— За дровами ездили, было такое, — хмуро отвечал Данила. — А парень этот — родня наша, приехал и захворал.
— Ага! Значит, были в лесу! — обрадованно проговорил Сашка и отошел от кровати, сел в отдалении на табурет. Дулом нагана столкнул малахай на затылок, обнажился мокрый, с прилипшими волосами лоб.
— Ездили и привезли, так? — спросил он, недобро посмеиваясь, показывая глазами на раненого. — А мы, бога мать, с ног сбились, мы, как волки, по лесу рыскаем, следы его нюхаем — куда побежал, кто спрятал… Та-ак… А хлопчик уже в постельке, болячку лижет…
Сашка вскочил, подбежал к кровати, сбросил с Павла лоскутное пестрое одеяло, заорал:
— Подымайся! Кому говорю! Ну! — и трахнул из нагана в потолок.
Павел вздрогнул, открыл воспаленные, ничего не видящие глаза, повернул голову.
— Коновалов! Япрынцев! Одевайте красную сволочь! Да в сани его, в штаб повезем.
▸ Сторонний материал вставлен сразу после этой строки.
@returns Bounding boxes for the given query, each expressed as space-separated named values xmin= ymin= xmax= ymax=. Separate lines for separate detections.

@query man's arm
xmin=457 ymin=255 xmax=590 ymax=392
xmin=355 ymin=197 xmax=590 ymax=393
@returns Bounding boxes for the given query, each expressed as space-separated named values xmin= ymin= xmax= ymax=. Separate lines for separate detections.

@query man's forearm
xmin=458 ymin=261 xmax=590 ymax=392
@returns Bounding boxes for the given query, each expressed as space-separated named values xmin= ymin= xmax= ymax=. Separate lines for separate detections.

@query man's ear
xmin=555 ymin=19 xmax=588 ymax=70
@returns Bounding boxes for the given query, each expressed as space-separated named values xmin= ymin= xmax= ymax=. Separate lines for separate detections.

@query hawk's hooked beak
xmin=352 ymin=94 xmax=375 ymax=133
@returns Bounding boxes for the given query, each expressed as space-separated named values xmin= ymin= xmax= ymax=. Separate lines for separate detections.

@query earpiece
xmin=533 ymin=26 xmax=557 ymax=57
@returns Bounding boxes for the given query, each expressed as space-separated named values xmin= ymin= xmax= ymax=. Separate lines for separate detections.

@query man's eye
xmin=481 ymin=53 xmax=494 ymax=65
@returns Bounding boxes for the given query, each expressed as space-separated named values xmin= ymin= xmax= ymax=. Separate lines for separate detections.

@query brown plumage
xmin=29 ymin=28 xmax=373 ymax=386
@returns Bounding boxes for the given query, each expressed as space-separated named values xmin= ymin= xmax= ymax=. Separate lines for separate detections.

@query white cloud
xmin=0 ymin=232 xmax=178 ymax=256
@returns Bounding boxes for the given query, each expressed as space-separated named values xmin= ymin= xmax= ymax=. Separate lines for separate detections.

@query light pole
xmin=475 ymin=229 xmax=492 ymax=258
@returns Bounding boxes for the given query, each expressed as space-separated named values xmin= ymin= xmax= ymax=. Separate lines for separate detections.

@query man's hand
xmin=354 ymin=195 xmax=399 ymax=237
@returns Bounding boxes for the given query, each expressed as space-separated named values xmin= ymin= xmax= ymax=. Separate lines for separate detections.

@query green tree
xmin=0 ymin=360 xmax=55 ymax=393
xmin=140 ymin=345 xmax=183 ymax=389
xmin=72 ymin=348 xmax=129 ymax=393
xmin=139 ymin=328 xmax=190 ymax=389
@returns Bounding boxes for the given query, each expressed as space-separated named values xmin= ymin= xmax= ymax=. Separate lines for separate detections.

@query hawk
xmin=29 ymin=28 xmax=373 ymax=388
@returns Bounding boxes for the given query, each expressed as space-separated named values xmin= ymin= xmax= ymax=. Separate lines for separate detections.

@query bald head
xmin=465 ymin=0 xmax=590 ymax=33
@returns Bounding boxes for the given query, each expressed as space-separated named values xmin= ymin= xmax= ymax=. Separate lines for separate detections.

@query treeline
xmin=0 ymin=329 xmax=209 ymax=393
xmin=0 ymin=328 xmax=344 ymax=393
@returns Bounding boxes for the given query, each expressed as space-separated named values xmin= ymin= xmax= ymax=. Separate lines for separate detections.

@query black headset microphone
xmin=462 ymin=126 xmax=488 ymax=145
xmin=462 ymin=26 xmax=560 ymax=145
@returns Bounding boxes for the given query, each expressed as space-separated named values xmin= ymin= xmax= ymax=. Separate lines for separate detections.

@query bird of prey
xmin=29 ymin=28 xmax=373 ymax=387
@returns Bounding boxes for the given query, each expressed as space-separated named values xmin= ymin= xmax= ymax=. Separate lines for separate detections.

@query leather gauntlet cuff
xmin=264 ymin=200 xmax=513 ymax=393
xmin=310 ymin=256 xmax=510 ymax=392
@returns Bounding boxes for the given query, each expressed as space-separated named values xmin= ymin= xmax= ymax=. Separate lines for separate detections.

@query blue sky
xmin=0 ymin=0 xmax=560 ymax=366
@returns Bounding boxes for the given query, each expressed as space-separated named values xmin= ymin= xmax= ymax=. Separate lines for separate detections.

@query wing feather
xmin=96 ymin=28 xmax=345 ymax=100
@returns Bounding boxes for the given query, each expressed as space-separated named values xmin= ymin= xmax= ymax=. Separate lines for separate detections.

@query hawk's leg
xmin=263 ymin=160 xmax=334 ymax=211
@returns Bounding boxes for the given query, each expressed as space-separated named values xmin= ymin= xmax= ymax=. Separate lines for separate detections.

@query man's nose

И вы, тетка Горпина, с сынком собирайтесь! Разберемся, что к чему.
Уже выходя из дома, Сашка просто так, на всякий случай, отдернул занавеску печи, присвистнул пораженный:
— Фью-у-у… мать твою за ногу! Оксана?! И ты туточка? Вот это да-а… Вот это подарочек Ивану Сергеевичу. А ну, выходи.
Оксана молча вышла из своего угла, молча же стояла перед Конотопцевым — красивая и бледная в распахнутой шубейке и сброшенном на плечи платке.
— Помогала им? С парнем-то? Или как? — спросил Конотопцев. — Может токо… хе-хе… блудила тут, а? Случайно зашла? Как скажешь, так и передам.
— Помогала, — твердо, без колебаний сказала Оксана.
— Ну и дура. — Конотопцев с сожалением сплюнул. — Теперь с тебя, Ксюшка, Иван Сергеевич шкуру спустит. А не он сам, так найдется кому… Ладно, идем. Нехай в штабе разбираются. Ох, едрит твою в кочерыжку. Вот это улов!..
…Допрашивал Павла сам Колесников. Он, с перевязанной головой, черный от злобы, пришел в амбар, где при Советах был ссыпной пункт, а сейчас держали пленных, сел на услужливо подвинутый Евсеем ящик от патронов, смотрел на лежащего у его ног человека, который день назад охотился за ним, швырял в него бомбы. Павел приподнялся на локтях, хотел сесть, но, охнув от боли в плече, снова опустился на солому. Он хорошо понял взгляд Колесникова и его душевное состояние: болезненное любопытство и плохо скрытый страх светились в его встревоженных, растерянных глазах. И руки Колесникова мелко, но заметно подрагивали.
— Что дрожишь, Колесников? — насмешливо спросил Павел. — Я у тебя в плену, радоваться должен, а ты…
Колесников заметил, на ч т о именно смотрел полуживой этот чекист, поспешно стал закуривать, занял руки делом. Жадно и торопливо затянулся, сквозь дым папиросы разглядывал Павла, думая, что сильным и смелым надо быть человеком, чтобы вот так вести себя перед смертью. А может, просто дураком, не понимающим, что жизнь одна, другой не будет. С третьей стороны, у чекиста нет выхода, он хорошо понимает, что в живых его не оставят, как бы он себя ни вел, и потому решил быть самим собой, не извиваться душой. Что ж, и это понятно.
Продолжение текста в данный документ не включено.